The [`geofacet` package](https://hafen.github.io/geofacet/) allows
facets to be placed in approximate locations of different geographic
regions.
An example for data from US states:
```{r}
library(geofacet)
ggplot(state_unemp, aes(year, rate)) +
geom_line() +
facet_geo(~ state, grid = "us_state_grid2", label = "name") +
scale_x_continuous(labels = function(x) paste0("'", substr(x, 3, 4))) +
labs(title = "Seasonally Adjusted US Unemployment Rate 2000-2016",
caption = "Data Source: bls.gov",
x = "Year",
y = "Unemployment Rate (%)") +
theme(strip.text.x = element_text(size = 6))
```
Arrangement according to a calendar is also useful.
## A More Complete Template
```r
ggplot(data = ) +
(mapping = aes(),
stat = ,
position = ) +
< ... MORE GEOMS ... > +
+
+
+
```
## Interaction
The `ggplotly` function in the [`plotly` package](https://plot.ly/r/)
can be used to add some interactive features to a plot created with
`ggplot2`.
* In an R session a call to `ggplotly` opens a browser window with the
interactive plot.
* In an Rmarkdown document the interactive plot is embedded in the
`html` file.
```{r, message = FALSE}
library(plotly)
p <- ggplot(mutate(mpg, cyl = factor(cyl))) +
geom_point(aes(x = displ, y = hwy, fill = cyl),
shape = 21, size = 3)
ggplotly(p)
```
Adding a `text` aesthetic allows the tooltip display to be customized:
```{r, message = FALSE}
p <- ggplot(mutate(mpg, cyl = factor(cyl))) +
geom_point(aes(x = displ, y = hwy, fill = cyl,
text = paste(year, manufacturer, model)),
shape = 21, size = 3)
ggplotly(p, tooltip = "text")
```
## Notes
* There have been several efforts to develop a grammar of interactive
graphics, including [`ggvis`](http://ggvis.rstudio.com/) and
[`animint`](https://tdhock.github.io/animint/); neither seems to be
under active development at this time.
* A recent project
[`gganimate`](https://github.com/thomasp85/gganimate) to add
animation to `ggplot` looks very promising.
* A number of other [`ggplot`
extensions](https://www.ggplot2-exts.org/) are available.
* A [recent blog
post](https://medium.com/bbc-visual-and-data-journalism/how-the-bbc-visual-and-data-journalism-team-works-with-graphics-in-r-ed0b35693535)
explains how the [BBC Visual and Data
Journalism](https://medium.com/bbc-visual-and-data-journalism) team
creates their graphics.

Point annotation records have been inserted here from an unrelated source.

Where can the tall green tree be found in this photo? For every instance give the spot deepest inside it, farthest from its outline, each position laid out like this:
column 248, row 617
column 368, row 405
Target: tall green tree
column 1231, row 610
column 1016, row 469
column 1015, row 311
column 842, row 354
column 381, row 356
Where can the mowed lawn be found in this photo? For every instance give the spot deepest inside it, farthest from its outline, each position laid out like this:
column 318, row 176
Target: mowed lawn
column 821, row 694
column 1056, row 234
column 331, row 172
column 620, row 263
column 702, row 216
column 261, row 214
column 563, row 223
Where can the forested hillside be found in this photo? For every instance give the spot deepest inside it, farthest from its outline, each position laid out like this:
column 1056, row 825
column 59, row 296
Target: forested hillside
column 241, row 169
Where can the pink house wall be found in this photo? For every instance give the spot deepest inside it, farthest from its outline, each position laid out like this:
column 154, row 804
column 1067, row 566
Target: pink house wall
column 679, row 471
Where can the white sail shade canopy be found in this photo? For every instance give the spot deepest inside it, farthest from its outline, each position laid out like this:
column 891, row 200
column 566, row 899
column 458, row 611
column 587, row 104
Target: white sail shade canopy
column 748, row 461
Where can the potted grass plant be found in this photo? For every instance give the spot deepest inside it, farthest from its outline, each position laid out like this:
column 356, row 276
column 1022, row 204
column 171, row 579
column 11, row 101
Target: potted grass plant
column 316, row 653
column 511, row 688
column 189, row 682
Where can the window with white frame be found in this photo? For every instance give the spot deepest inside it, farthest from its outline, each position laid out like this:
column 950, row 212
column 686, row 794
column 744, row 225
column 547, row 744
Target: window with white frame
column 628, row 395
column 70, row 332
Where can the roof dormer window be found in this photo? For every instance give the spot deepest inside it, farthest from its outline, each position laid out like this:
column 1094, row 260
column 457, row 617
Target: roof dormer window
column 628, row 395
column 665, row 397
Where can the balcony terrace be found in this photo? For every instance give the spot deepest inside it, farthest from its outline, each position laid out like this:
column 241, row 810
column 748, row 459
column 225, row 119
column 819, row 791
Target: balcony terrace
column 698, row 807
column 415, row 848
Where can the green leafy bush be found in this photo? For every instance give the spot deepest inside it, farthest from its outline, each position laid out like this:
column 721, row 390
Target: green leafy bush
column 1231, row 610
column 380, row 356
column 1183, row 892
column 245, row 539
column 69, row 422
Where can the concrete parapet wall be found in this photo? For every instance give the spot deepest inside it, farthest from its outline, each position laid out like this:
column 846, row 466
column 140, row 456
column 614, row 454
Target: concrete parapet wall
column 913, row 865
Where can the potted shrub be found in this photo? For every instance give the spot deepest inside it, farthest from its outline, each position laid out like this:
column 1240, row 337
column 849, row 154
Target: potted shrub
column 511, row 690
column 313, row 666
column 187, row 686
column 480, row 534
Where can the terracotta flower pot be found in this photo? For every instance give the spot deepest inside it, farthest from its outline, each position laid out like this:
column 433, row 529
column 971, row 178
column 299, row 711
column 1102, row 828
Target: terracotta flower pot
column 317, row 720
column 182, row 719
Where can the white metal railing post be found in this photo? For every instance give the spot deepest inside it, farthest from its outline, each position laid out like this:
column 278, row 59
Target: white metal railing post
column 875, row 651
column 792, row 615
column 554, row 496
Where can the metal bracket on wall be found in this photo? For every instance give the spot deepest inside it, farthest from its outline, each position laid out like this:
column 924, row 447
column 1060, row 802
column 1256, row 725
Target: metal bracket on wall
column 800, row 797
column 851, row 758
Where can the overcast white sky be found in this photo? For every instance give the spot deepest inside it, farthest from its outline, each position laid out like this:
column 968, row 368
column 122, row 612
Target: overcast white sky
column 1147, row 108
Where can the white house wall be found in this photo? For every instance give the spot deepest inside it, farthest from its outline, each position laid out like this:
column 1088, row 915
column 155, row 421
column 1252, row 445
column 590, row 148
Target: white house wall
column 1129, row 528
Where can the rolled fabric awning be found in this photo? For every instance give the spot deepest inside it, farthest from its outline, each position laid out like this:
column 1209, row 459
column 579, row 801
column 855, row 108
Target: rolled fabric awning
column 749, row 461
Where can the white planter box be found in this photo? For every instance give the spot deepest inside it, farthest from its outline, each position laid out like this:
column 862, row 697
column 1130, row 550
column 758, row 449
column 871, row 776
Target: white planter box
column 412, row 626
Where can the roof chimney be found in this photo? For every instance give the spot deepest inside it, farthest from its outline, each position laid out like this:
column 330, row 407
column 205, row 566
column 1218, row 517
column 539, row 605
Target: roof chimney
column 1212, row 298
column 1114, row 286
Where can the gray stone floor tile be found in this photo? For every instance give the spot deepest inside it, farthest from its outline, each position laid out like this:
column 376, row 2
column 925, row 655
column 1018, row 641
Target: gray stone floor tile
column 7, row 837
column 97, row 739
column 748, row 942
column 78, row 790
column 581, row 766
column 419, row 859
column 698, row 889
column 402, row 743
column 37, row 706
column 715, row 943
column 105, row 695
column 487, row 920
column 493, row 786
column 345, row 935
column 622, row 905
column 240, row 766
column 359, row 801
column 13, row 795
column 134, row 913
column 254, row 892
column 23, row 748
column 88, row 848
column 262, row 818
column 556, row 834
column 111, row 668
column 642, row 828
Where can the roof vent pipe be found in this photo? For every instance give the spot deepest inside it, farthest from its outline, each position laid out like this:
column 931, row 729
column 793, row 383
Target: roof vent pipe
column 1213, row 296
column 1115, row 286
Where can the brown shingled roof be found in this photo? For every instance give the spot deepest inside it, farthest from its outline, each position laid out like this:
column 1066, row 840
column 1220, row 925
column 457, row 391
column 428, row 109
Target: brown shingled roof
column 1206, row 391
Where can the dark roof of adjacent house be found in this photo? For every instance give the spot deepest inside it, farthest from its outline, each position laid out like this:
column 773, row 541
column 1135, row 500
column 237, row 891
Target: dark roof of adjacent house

More details are provided in an [_R cook
book_](https://bbc.github.io/rcookbook/).
* A [blog
post](https://blog.revolutionanalytics.com/2016/07/data-journalism-with-r-at-538.html)
on use of R and `ggplot` by
[FiveThirtyEight](https://fivethirtyeight.com/). The `ggthemes`
packages includes `theme_fivethirtyeight` to emulate their style.